A conservative group suing to force the recording’s release called the argument a “red herring.”

Mike Howell of the Heritage Foundation accused the Justice Department of trying to protect Biden from possible embarrassment. A transcript of the interview shows the president has difficulty remembering some dates and confusing details, but shows deep memorization of information at other times.

“They don’t want to release this audio at all,” said Howell, executive director of the group’s monitoring project. “They’re taking the kitchen sink approach and they’re absolutely panicked that they don’t have good legal arguments to fall back on.”

The Justice Department declined to comment Monday beyond its filing.

Biden invoked executive privilege last month to block the release of the recording of his two-day interview in October with special counsel Robert Hur. The Justice Department has argued that witnesses may be less likely to cooperate if they know their interviews could become public. He also said Republican efforts to force the release of the audio could make it harder to protect sensitive law enforcement files.

Sen. Mark Warner, the Democratic chairman of the Senate Intelligence Committee, told The Associated Press he was concerned the audio could be manipulated by bad actors using AI. Still, the senator said, it should be made public.

“You have to release the audio,” Warner said, although that would require “watermarking elements, so that if it was edited,” journalists and others “could cry foul.”

In a lengthy report, Hur concluded that no criminal charges were warranted for his handling of classified documents. Its report describes the 81-year-old Democrat’s memory as “fuzzy,” “poor” and with “significant limitations.” He noted that Biden could not remember events such as the death of his son Beau or the time he was vice president.

Biden aides have long been defensive about the president’s age, a trait that has drawn relentless attacks from Donald Trump, the presumptive GOP nominee, and other Republicans. Trump is 77 years old.

The Justice Department’s concerns about deepfakes emerged in a court document filed in response to a Freedom of Information Act lawsuit filed by a coalition of media outlets and other groups, including the Heritage Foundation and the Citizens for Responsibility and Ethics in Washington.

A lawyer for the media coalition, which includes the Associated Press, said Monday that the public has a right to hear the recording and determine whether the special prosecutor “accurately described” Biden’s interview.

“The government is subverting the Freedom of Information Act by telling the Court that the public cannot be trusted with this information,” attorney Chuck Tobin wrote in an email.

Bradley Weinsheimer, the Justice Department’s deputy assistant attorney general, acknowledged that “malicious actors” could easily use audio recordings unrelated to Hur and Biden to create a false version of the interview.

However, he argued, releasing the actual audio would make it harder for the public to distinguish deepfakes from real ones.

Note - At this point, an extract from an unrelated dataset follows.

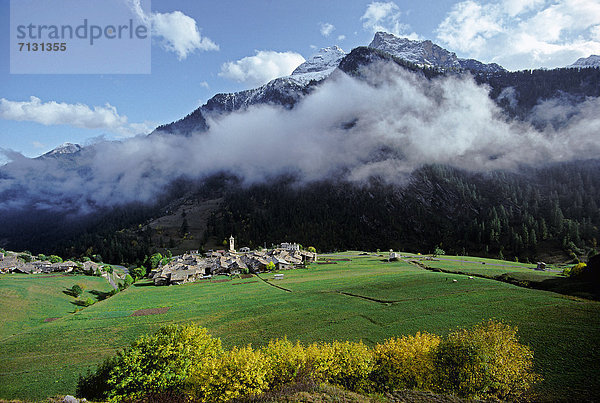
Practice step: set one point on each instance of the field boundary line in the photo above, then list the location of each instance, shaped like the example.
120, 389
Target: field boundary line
273, 285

“If the audio recording is published, the public will know that the audio recording is available and malicious actors could create an audio deepfake in which a fake voice of President Biden can be programmed to say whatever the deepfake creator wishes” , wrote Weinsheimer. .

Experts in identifying AI-manipulated content said the Justice Department has legitimate concerns in seeking to limit the dangers of AI, but its arguments could have far-reaching consequences.

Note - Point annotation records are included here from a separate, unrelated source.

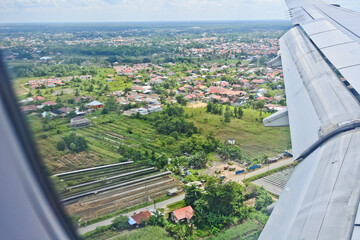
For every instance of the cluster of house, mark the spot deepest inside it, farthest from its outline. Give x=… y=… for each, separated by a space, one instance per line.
x=194 y=89
x=232 y=49
x=76 y=122
x=184 y=214
x=54 y=81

“If we were to adopt this strategy, then it would be difficult to distribute any type of content, even if it is original,” said Alon Yamin, co-founder of Copyleaks, an AI content detection service that mainly focuses on text and code.

Nikhel Sus, deputy general counsel for Citizens for Responsibility and Ethics in Washington, said he has never seen the government express concerns about AI in litigation over access to government documents. He added that he suspected such arguments could become more common.

“Knowing how the Department of Justice works, this case needs to be reviewed by multiple levels of attorneys,” Sus said. “The fact that they presented this in a brief means that the department supports this legal argument, so we can expect to see the same argument in future cases.”